Cada vez que la caridad ocurre, la cárcel pierde un preso y el Paraíso gana un habitante.

Ciertamente, ser mendigo no es ni debería ser un oficio. Pero no menos cierto es que las condiciones sociales existentes han posibilitado que un modo de vida obligado por circunstancias se convierta también en producto de la voluntad, en individuos que si bien no escogen las calles (sino que no tienen más remedio que vivir en ellas), sí deciden sobrevivir arrastrando su penosa indigencia en busca de almas caritativas y bolsillos conmovidos.
Una de las muestras de que Lima ha caído en un abismo social y económico son las apariciones, en cada cuadra, de mendigos. Gente en condiciones realmente inhumanas, que ha vuelto su condición un estilo de vida, y que ha convertido las calles y las pistas de esta ingrata y gris ciudad en hogar, en morada de muerte y decadencia.

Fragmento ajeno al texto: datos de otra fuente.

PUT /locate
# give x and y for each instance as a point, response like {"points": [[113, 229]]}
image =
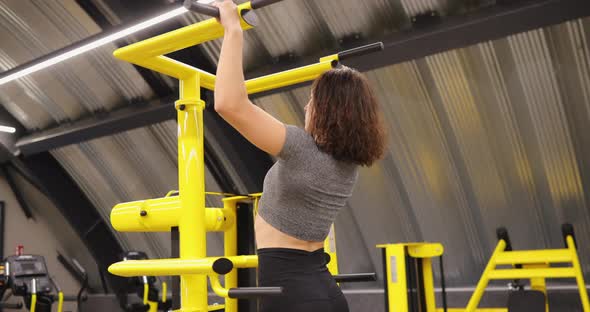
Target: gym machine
{"points": [[145, 288], [26, 276], [409, 282], [186, 212]]}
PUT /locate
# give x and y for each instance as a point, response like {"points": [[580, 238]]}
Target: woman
{"points": [[314, 176]]}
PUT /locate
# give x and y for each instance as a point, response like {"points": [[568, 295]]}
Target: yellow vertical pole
{"points": [[191, 180], [230, 248], [539, 283], [395, 276], [428, 284], [579, 275], [484, 280], [330, 249]]}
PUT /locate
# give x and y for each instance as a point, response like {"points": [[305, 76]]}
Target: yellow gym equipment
{"points": [[187, 211], [409, 279]]}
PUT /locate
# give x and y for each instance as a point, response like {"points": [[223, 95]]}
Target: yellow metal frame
{"points": [[536, 266], [187, 211], [395, 273]]}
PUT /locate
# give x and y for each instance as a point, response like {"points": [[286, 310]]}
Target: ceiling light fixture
{"points": [[26, 69]]}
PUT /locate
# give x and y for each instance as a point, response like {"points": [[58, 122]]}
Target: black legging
{"points": [[307, 284]]}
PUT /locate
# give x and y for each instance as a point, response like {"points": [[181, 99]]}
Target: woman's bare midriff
{"points": [[269, 237]]}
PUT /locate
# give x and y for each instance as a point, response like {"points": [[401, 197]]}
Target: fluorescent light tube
{"points": [[92, 45], [7, 129]]}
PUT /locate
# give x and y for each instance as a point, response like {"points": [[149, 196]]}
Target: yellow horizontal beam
{"points": [[426, 250], [534, 256], [477, 310], [173, 267], [150, 53], [216, 307], [159, 215], [176, 40], [532, 273], [289, 77]]}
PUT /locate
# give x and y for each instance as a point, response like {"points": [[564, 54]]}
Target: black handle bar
{"points": [[69, 298], [212, 11], [370, 48], [357, 277], [254, 292]]}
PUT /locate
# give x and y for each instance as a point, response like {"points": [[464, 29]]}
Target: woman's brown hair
{"points": [[345, 120]]}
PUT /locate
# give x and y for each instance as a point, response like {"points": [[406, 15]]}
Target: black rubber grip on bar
{"points": [[371, 48], [567, 229], [257, 4], [502, 234], [254, 292], [70, 298], [357, 277], [193, 5], [222, 266]]}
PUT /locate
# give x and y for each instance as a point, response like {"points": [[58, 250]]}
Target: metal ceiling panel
{"points": [[85, 84], [114, 169]]}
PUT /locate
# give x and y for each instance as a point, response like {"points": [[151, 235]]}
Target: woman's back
{"points": [[303, 192]]}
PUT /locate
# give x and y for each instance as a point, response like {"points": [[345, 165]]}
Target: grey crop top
{"points": [[305, 189]]}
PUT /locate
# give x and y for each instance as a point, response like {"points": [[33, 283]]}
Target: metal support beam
{"points": [[481, 26], [130, 117], [20, 198], [452, 33], [48, 176]]}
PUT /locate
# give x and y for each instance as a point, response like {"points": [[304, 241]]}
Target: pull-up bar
{"points": [[187, 211]]}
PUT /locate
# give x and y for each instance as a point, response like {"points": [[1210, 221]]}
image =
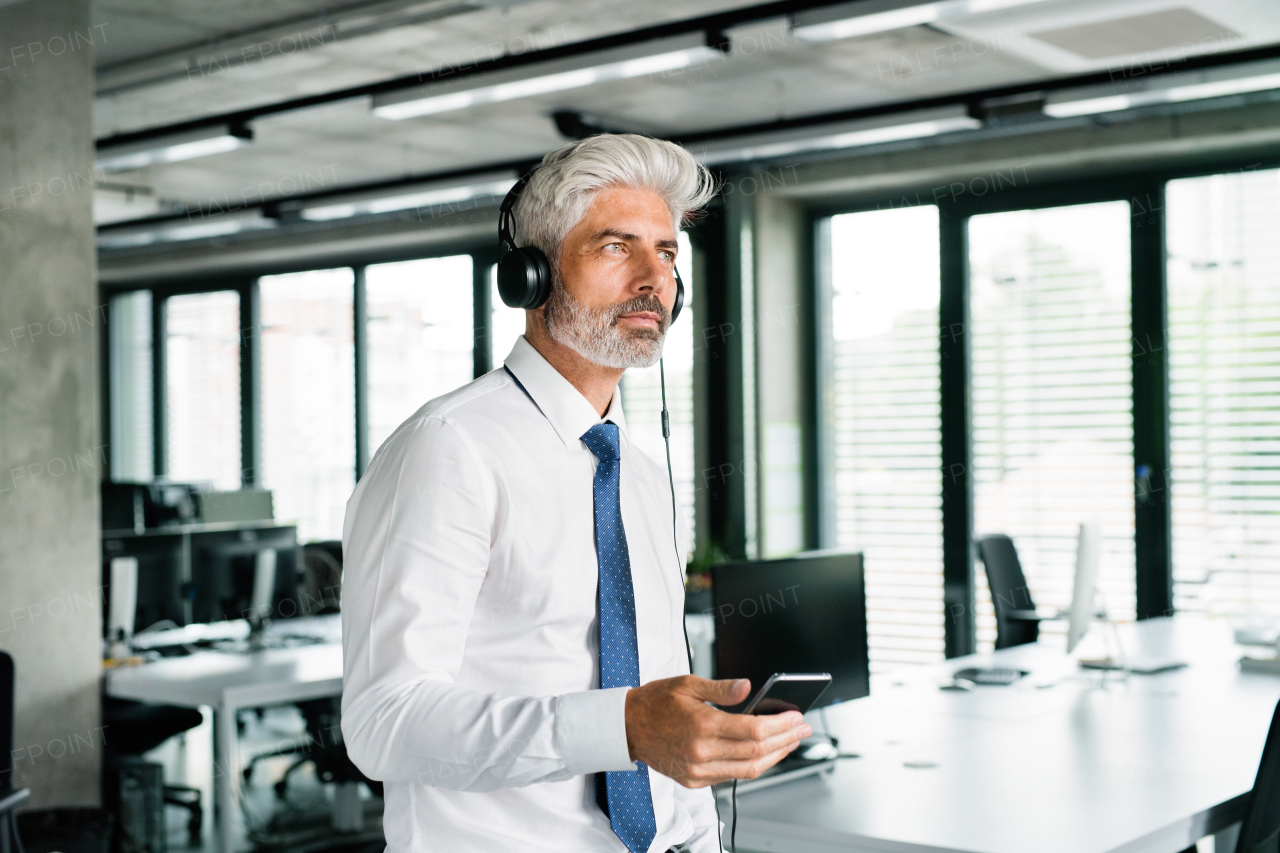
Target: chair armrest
{"points": [[1023, 615]]}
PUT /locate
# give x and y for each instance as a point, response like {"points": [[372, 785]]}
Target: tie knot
{"points": [[603, 441]]}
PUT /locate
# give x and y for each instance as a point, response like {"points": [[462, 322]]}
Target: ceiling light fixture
{"points": [[553, 76], [865, 17], [1191, 86], [494, 185], [181, 229], [136, 154], [887, 128]]}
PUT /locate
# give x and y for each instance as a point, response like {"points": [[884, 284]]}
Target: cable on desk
{"points": [[732, 833]]}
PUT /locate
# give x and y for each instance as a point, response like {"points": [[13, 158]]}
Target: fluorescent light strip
{"points": [[174, 232], [543, 78], [172, 149], [868, 17], [910, 126], [494, 185], [1197, 86]]}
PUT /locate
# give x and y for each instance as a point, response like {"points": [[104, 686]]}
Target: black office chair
{"points": [[1260, 831], [136, 728], [320, 584], [1015, 611]]}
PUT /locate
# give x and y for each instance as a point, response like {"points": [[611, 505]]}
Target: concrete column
{"points": [[51, 455]]}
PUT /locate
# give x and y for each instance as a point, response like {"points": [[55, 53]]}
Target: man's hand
{"points": [[672, 729]]}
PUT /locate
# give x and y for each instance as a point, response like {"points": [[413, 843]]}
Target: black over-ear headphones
{"points": [[524, 272]]}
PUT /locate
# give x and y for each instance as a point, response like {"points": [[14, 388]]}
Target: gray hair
{"points": [[565, 185]]}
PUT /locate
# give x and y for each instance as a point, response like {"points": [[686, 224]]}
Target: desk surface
{"points": [[268, 676], [1151, 763]]}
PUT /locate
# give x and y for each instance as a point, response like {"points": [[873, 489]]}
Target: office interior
{"points": [[987, 306]]}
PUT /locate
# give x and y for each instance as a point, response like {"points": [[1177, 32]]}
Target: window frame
{"points": [[1144, 191]]}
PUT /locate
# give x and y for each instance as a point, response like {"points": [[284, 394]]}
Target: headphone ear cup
{"points": [[680, 299], [524, 278]]}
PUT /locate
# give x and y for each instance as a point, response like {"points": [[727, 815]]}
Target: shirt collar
{"points": [[563, 405]]}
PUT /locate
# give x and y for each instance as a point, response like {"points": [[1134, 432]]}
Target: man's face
{"points": [[617, 283]]}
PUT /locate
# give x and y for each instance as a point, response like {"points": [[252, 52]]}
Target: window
{"points": [[309, 398], [202, 391], [129, 336], [1224, 370], [641, 397], [1052, 396], [420, 337], [886, 420]]}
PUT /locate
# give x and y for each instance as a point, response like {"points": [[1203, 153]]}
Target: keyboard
{"points": [[997, 675]]}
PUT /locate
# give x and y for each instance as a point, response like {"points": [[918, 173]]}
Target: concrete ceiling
{"points": [[164, 62]]}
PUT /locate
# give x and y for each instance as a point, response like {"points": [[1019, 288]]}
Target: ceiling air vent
{"points": [[1166, 30]]}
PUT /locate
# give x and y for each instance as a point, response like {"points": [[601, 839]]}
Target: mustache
{"points": [[648, 302]]}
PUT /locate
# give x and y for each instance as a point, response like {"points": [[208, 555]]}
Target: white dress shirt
{"points": [[470, 632]]}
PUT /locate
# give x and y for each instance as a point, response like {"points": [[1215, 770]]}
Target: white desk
{"points": [[229, 682], [1150, 765]]}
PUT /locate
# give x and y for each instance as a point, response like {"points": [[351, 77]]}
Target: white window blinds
{"points": [[1224, 369], [886, 423]]}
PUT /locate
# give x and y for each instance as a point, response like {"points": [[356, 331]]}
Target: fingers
{"points": [[722, 692], [744, 726], [749, 748], [717, 771]]}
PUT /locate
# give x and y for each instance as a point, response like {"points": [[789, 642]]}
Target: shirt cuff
{"points": [[592, 731]]}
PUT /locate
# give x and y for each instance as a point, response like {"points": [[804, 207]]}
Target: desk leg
{"points": [[1225, 840], [225, 775]]}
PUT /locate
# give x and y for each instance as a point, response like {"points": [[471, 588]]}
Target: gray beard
{"points": [[594, 334]]}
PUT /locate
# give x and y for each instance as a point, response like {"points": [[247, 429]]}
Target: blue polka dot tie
{"points": [[625, 793]]}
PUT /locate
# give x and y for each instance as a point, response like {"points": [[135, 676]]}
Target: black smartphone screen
{"points": [[789, 693]]}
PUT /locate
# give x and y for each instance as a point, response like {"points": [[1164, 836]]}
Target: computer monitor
{"points": [[233, 579], [123, 601], [1088, 555], [803, 614]]}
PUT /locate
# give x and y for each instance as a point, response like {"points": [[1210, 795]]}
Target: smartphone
{"points": [[789, 692]]}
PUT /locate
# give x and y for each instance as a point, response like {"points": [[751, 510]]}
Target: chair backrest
{"points": [[1009, 591], [1260, 833], [5, 721]]}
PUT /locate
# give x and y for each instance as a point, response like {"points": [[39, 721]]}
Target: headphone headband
{"points": [[524, 272]]}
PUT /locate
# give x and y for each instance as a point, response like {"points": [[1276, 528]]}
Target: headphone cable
{"points": [[675, 541]]}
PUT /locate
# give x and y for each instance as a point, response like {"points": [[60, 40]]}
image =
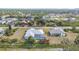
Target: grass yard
{"points": [[17, 35]]}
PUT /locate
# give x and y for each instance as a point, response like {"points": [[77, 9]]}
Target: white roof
{"points": [[57, 30], [32, 32]]}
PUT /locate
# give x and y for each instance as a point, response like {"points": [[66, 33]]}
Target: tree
{"points": [[77, 40]]}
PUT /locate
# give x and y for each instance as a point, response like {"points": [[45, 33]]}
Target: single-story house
{"points": [[56, 32], [35, 33], [1, 32]]}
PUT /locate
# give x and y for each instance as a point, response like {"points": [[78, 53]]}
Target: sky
{"points": [[39, 4]]}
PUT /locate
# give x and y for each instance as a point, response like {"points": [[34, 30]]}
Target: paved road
{"points": [[43, 27]]}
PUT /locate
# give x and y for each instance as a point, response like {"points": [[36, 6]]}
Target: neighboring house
{"points": [[35, 33], [29, 18], [70, 19], [56, 32], [1, 32], [2, 22]]}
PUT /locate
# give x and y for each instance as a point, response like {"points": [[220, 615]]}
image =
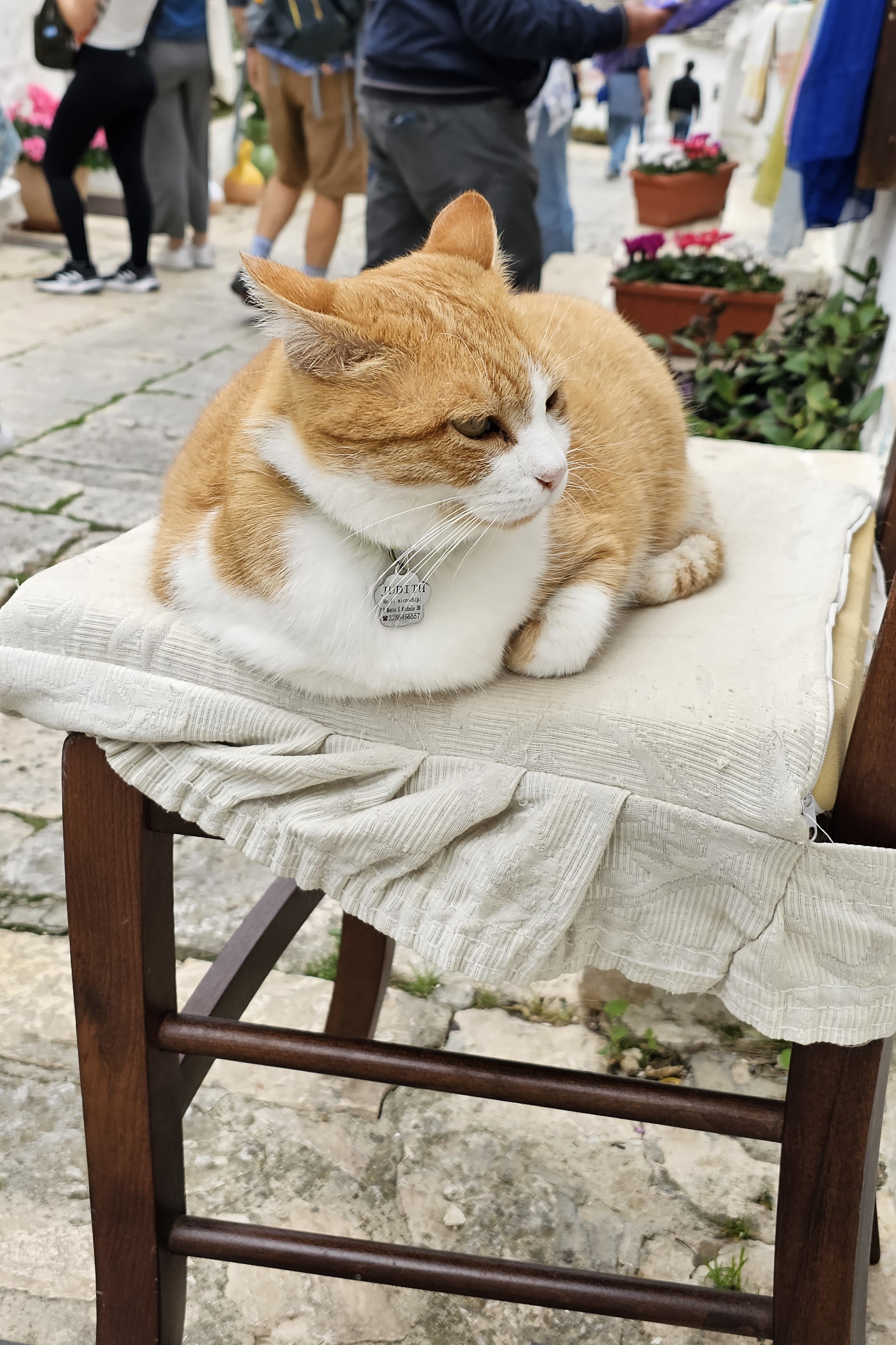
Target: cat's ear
{"points": [[299, 311], [466, 229]]}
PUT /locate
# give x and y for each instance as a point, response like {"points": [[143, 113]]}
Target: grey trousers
{"points": [[175, 154], [423, 154]]}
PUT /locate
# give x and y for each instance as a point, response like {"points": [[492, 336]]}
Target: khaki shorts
{"points": [[317, 139]]}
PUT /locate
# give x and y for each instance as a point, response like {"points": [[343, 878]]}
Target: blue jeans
{"points": [[555, 214], [618, 134]]}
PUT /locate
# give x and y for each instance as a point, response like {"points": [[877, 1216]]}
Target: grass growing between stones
{"points": [[741, 1228], [422, 986], [323, 967], [728, 1276]]}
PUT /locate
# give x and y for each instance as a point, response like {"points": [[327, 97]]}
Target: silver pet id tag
{"points": [[401, 599]]}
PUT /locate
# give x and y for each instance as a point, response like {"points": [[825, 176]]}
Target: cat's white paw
{"points": [[691, 567], [567, 633]]}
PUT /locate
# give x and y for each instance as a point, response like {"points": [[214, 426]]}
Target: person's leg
{"points": [[74, 125], [284, 127], [552, 203], [125, 147], [618, 135], [197, 90], [395, 224], [439, 151], [323, 232], [335, 155], [166, 152]]}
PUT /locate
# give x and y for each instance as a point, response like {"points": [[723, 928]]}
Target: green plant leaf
{"points": [[867, 407], [818, 396]]}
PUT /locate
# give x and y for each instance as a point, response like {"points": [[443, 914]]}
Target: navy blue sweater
{"points": [[480, 49]]}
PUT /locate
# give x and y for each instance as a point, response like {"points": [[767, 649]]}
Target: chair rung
{"points": [[478, 1277], [474, 1076]]}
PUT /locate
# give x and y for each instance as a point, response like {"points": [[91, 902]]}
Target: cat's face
{"points": [[412, 388]]}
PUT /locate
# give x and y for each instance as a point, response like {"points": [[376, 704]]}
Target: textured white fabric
{"points": [[646, 814]]}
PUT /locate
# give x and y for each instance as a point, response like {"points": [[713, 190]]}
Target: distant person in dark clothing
{"points": [[444, 89], [684, 103]]}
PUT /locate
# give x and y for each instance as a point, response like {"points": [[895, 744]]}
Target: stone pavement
{"points": [[101, 392]]}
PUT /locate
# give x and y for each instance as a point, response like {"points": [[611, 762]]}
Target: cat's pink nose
{"points": [[551, 479]]}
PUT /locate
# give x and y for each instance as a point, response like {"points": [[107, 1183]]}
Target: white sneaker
{"points": [[76, 277], [177, 259], [204, 256], [131, 279]]}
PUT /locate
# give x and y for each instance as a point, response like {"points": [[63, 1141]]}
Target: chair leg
{"points": [[120, 892], [827, 1196], [362, 976]]}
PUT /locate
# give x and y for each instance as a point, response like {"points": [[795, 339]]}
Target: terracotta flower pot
{"points": [[662, 310], [667, 200], [37, 200]]}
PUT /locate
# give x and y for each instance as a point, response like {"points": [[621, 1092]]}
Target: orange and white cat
{"points": [[521, 455]]}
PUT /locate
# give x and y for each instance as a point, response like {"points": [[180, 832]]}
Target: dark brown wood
{"points": [[171, 824], [886, 533], [243, 965], [876, 169], [477, 1076], [866, 809], [362, 977], [827, 1192], [478, 1277], [875, 1253], [119, 883]]}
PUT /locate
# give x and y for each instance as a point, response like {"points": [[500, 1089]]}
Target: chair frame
{"points": [[142, 1063]]}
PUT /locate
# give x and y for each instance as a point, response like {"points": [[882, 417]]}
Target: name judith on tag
{"points": [[401, 599]]}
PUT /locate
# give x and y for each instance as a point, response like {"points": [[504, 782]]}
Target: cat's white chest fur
{"points": [[322, 630]]}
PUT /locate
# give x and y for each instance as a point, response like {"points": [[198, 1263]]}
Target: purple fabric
{"points": [[689, 15]]}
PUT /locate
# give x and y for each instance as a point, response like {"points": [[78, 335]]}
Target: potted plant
{"points": [[660, 292], [802, 387], [683, 181], [33, 119]]}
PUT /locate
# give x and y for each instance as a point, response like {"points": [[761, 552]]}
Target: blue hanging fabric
{"points": [[827, 131]]}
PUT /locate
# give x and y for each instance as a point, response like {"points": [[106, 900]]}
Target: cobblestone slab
{"points": [[30, 543], [25, 483], [30, 769]]}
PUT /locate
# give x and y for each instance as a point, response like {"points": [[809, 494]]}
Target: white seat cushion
{"points": [[647, 814]]}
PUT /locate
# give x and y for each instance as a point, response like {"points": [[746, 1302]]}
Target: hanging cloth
{"points": [[878, 154], [757, 62], [794, 42], [828, 122]]}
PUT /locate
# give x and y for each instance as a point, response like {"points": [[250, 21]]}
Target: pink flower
{"points": [[44, 107], [34, 148], [706, 241], [645, 244]]}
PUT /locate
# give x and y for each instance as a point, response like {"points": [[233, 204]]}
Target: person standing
{"points": [[684, 103], [177, 142], [113, 88], [628, 104], [443, 95], [314, 130], [548, 122]]}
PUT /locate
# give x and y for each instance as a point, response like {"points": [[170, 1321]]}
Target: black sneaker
{"points": [[76, 277], [241, 288], [132, 280]]}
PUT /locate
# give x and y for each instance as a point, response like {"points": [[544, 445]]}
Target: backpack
{"points": [[54, 45], [310, 30]]}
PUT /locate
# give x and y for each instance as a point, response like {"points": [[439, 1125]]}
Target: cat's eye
{"points": [[477, 427]]}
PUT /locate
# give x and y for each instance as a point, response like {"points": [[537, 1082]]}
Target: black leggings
{"points": [[111, 89]]}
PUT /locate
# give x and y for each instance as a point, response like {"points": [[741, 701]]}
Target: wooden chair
{"points": [[142, 1062]]}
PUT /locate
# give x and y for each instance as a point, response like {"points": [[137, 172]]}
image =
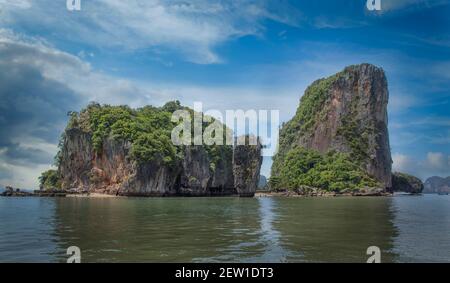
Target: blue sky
{"points": [[236, 54]]}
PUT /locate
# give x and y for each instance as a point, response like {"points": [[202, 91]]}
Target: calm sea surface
{"points": [[405, 228]]}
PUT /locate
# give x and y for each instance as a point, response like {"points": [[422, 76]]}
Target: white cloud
{"points": [[192, 28], [43, 83], [434, 164]]}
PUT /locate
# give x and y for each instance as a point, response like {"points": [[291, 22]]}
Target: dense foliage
{"points": [[49, 180], [332, 172], [148, 129], [308, 114]]}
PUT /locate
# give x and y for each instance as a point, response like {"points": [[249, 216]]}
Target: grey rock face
{"points": [[406, 183], [112, 172], [247, 162], [437, 185], [352, 119]]}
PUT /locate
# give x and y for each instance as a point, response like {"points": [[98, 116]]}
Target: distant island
{"points": [[336, 144], [437, 185], [338, 141]]}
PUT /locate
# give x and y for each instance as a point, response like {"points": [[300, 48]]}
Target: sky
{"points": [[236, 54]]}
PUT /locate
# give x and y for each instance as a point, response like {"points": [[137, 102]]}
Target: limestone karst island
{"points": [[336, 144]]}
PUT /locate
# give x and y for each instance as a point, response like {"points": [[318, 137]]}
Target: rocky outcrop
{"points": [[437, 185], [112, 171], [346, 113], [406, 183], [262, 182], [247, 161]]}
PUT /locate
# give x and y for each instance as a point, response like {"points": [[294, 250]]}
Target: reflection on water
{"points": [[424, 223], [26, 230], [226, 229]]}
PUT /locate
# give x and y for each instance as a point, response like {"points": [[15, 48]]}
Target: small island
{"points": [[337, 144]]}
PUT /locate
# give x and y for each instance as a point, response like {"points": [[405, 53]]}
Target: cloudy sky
{"points": [[236, 54]]}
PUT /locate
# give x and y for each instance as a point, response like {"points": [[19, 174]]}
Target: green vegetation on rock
{"points": [[49, 180], [309, 113], [331, 172], [148, 129]]}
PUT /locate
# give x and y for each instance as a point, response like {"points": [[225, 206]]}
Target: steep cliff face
{"points": [[113, 167], [247, 161], [406, 183], [437, 185], [346, 113]]}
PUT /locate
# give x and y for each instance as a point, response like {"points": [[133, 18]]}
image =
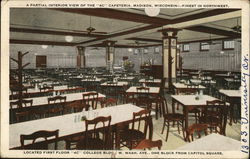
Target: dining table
{"points": [[213, 142], [233, 97], [179, 87], [152, 90], [37, 101], [71, 124], [189, 102]]}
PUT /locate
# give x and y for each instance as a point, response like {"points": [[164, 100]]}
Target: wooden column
{"points": [[169, 55], [19, 72], [110, 51], [81, 58]]}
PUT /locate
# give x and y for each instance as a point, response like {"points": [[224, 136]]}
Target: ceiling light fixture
{"points": [[44, 46], [69, 38], [152, 12]]}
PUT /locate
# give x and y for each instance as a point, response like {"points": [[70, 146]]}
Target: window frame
{"points": [[184, 47], [201, 49], [223, 45]]}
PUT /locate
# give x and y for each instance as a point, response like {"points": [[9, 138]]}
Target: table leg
{"points": [[150, 125], [185, 112], [117, 137]]}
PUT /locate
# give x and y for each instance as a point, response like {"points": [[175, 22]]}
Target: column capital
{"points": [[109, 43], [80, 47], [167, 31]]}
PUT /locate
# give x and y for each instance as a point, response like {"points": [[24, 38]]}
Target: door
{"points": [[41, 61]]}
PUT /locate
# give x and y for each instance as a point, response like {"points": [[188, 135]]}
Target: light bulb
{"points": [[152, 12], [69, 38], [44, 46]]}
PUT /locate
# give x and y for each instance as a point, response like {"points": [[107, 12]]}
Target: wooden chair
{"points": [[196, 128], [195, 111], [131, 137], [171, 118], [57, 98], [122, 93], [46, 88], [108, 102], [91, 99], [214, 114], [148, 144], [143, 97], [22, 103], [98, 138], [23, 115], [39, 145], [75, 106], [130, 98], [57, 106]]}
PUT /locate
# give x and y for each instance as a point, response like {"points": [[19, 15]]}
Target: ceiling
{"points": [[125, 26]]}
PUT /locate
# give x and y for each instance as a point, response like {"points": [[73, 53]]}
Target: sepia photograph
{"points": [[102, 79]]}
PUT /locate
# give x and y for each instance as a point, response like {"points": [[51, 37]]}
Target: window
{"points": [[204, 46], [185, 48], [228, 45], [157, 50]]}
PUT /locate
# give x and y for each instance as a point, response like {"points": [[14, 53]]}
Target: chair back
{"points": [[216, 111], [148, 144], [36, 135], [139, 118], [76, 106], [22, 103], [59, 98], [101, 130], [46, 88], [23, 115], [91, 99]]}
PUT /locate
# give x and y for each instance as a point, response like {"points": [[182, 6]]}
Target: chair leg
{"points": [[156, 111], [167, 131], [164, 122], [196, 118], [178, 124]]}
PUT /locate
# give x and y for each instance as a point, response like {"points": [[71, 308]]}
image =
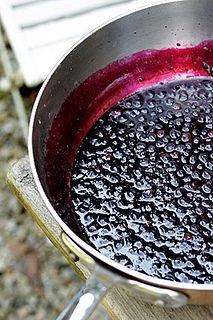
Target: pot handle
{"points": [[85, 301]]}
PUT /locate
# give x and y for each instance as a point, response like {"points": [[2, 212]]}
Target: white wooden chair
{"points": [[41, 31]]}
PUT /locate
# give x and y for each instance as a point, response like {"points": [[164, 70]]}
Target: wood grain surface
{"points": [[120, 304]]}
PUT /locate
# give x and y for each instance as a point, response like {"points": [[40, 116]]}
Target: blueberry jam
{"points": [[141, 183]]}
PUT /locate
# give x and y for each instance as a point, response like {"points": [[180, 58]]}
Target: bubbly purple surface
{"points": [[142, 182]]}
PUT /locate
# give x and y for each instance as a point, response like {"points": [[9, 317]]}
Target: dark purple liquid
{"points": [[142, 182]]}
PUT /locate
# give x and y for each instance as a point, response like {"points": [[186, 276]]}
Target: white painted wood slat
{"points": [[41, 31]]}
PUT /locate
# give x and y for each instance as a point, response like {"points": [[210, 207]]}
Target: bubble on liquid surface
{"points": [[142, 182]]}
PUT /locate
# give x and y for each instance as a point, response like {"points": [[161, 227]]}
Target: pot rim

Enfermos desahuciados, orates, desempleados, innumerables personajes desfilan ante nuestros ojos mostrándonos el espectáculo de su indigencia, recordándonos cuán dichosos somos de tomar estas calles sólo como paso hacia algún otro destino.
Para los mendigos, la calle es el destino y su miseria, ornamento en consonancia con esta ciudad en decadencia y también deshauciada.
Muchos de ellos sólo lucen un cartel y ni siquiera estiran la mano: para ello depositan un bote o taza en el suelo y reciben la buena voluntad. Otro más bien, generalmente los tullidos, se instalan en cualquier esquina e imploran con fervor la compadecencia de los otros. Otros hay, en cambio, que se atreven a subir a los micros a lucir sus miserias.
Y nosotros, consumidores de pobreza extrema por excelencia, pagamos por ver las muestras de tan devastador espectáculo social, tan sólo por el alivio de nuestras conciencias, desveladas por la desdicha mayor del otro.